2nd : Capture the contents of shipments

In reality, only the supplier knows what they pack into a container or air freight shipment. In some situations, they don’t even know it with high accuracy. Retailers facing this upstream visibility problem will ask suppliers for shipment contents. This can be an excel spreadsheet, an ASN, an EDI transmission, or even an emailed scan of the packing list.

3rd : Match shipment events to shipment contents

Transporters will not generally know what is in a sealed container, truck, or pallet. But they can be made to report events to the retailer at the level of the shipment. For example, they may inform the retailer that a pallet #1234 was delayed on its departure from an air freight hub. The retailer or visibility solution is usually responsible for connecting the event from the shipment-level back to product on the shipment. 3PLs also provide this detailed visibility as a service, using their visibility tools.

4th: Create or Update Product-Availability Forecasts

The retailer (or sometimes the 3PL) will take the information about shipment contents, and shipment milestones, along with other information, and produce product-level forecasts. This process can be very simple, or rather complex. For example, analysts may use historical data about transport timeliness and warehouse processing times to make their estimates. They may also plan for selected or random QA holds. On the simpler end of the spectrum of practices, the retailer may just take the expected delivery date and add an arbitrary number (say two days) as the estimate for availability. Weather, working hours, upcoming holidays, and other factors all can be used in this process.

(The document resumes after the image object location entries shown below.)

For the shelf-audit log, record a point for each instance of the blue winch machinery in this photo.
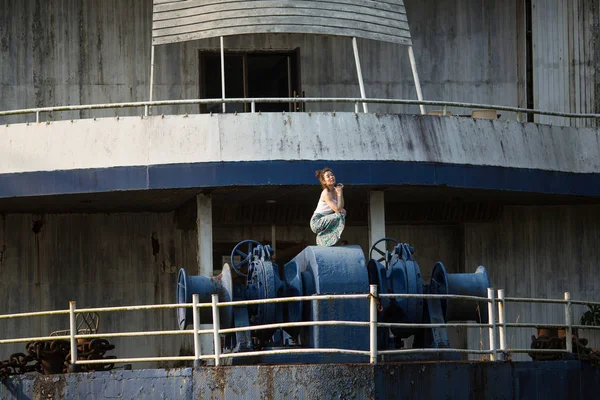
(252, 275)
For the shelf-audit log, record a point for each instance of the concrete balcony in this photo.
(254, 149)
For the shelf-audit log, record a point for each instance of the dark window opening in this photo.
(250, 75)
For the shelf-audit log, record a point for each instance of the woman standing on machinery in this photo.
(329, 219)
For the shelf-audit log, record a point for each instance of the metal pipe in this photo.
(373, 324)
(492, 321)
(359, 72)
(196, 325)
(501, 323)
(302, 100)
(274, 237)
(413, 66)
(216, 328)
(223, 73)
(72, 332)
(147, 109)
(568, 322)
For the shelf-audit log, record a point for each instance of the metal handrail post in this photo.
(568, 323)
(72, 333)
(492, 322)
(196, 320)
(373, 323)
(502, 324)
(216, 328)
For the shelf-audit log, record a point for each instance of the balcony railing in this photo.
(521, 113)
(497, 327)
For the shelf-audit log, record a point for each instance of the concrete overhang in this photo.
(198, 152)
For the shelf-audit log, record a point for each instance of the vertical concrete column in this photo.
(204, 256)
(376, 217)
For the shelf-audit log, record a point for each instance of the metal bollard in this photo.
(216, 328)
(502, 323)
(196, 324)
(492, 322)
(373, 323)
(569, 323)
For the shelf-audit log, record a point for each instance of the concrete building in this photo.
(104, 205)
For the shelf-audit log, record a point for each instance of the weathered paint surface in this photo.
(535, 380)
(128, 259)
(539, 252)
(97, 260)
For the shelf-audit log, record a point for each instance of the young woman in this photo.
(329, 219)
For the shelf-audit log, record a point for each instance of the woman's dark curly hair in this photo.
(319, 174)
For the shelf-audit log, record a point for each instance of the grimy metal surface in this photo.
(531, 380)
(184, 20)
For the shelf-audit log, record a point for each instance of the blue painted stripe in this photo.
(257, 173)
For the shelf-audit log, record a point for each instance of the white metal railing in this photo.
(496, 315)
(147, 105)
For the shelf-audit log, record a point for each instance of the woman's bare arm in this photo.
(327, 198)
(339, 190)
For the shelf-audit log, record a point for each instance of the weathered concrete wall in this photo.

5th:  Publish forecasts to decision makers

The last step, and often times the weakest, is the publishing of forecasts to decision makers. This can be done through scheduled publications (every Monday, for example), through on-demand publishing, or through alerts. Questions of timeliness, consistency, usability, and user trust are all given attention in this step. For companies with a weak visibility solution, the publishing is almost informal and prone to be poorly integrated with decision making. Organizations with mature visibility solutions will have fully integrated decision support from the forecasts, perhaps including monitoring of the decision outcome compared to the forecast inputs. As an example, a warehouse manager may be reviewed by her boss by comparing her receiving-dock labor overtime as compared to delivery forecast accuracy. If delivery forecast accuracy is high, the receiving labor overtime would be expected to be minimal.

Visibility Example #1 Summary:

As in most of my articles, I’ll wrap-up with some key points to be used immediately by supply chain leaders. From this example of visibility I’d suggest the following points:

  • This example discussed a very common business problem addressed by supply chain visibility: a retailer maximizing their performance by knowing about its inbound merchandise
  • It’s important to notice that no single department within the retailer is likely to absolutely require the visibility services to upstream shipments. In other words, for each department this is a “nice to have”.
  • Likewise, the benefits of having the visibility to upstream shipments is spread around the retailer’s organization, and no single department is likely to have enough benefit to justify the initiative alone.
  • Because of the dispersed benefits and dispersed need, this visibility problem requires top down leadership, or middle-out leadership with a strong project champion above. Bottom-up management or middle-out management without a champion will likely fail.